Being Ampex 407 where that, 456, 407 and 457 are the primary offenders of binder breakdown, where Ampex stopped using whale oil to make the tape binder due to whaling being banned in the 70′s and using a synthetic replacement, its this replacement that has affected over 1 million reels of tape, and engineers are finding old master tapes are not playing back without a fight. Over time, this binder breaks down and creates a mess all over the tape transport, taling the recorded material with it.

The cure is to bake the affected tapes (yes, like you would with a cake) in a convection oven for a few hours at no more than 50 to 60 degrees celsius. Because those binders act as moisture absorbers the idea is to drive the moisture out of the tape long enough to let you get a good transfer to another format. Playing these tapes without baking will cause a squealing sound from the tape which is a cue to stop playback immediately and preventing any damage to them.

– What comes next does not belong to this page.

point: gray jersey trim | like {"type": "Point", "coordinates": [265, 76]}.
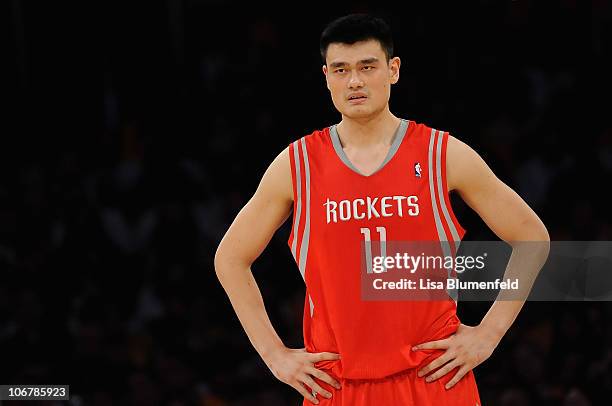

Unfortunately, some of the stuff I’m currently dealing with is in such a state, that the oxide is literally peeling away from the tape surface as its being played – caused by someone before me playing the tapes without giving them the bake treatment first. Baking tape is by no means a permanent fix – the tape reverts back to its horrible state within a week or so.

I encountered one such tape just today – check out the pile of torn off oxide at the bottom of the tape deck!

Remaster guys, I beg you – please don’t play affected tapes without baking them first. You’ll risk permanent damage to the tape and if its a master, you’ve had it.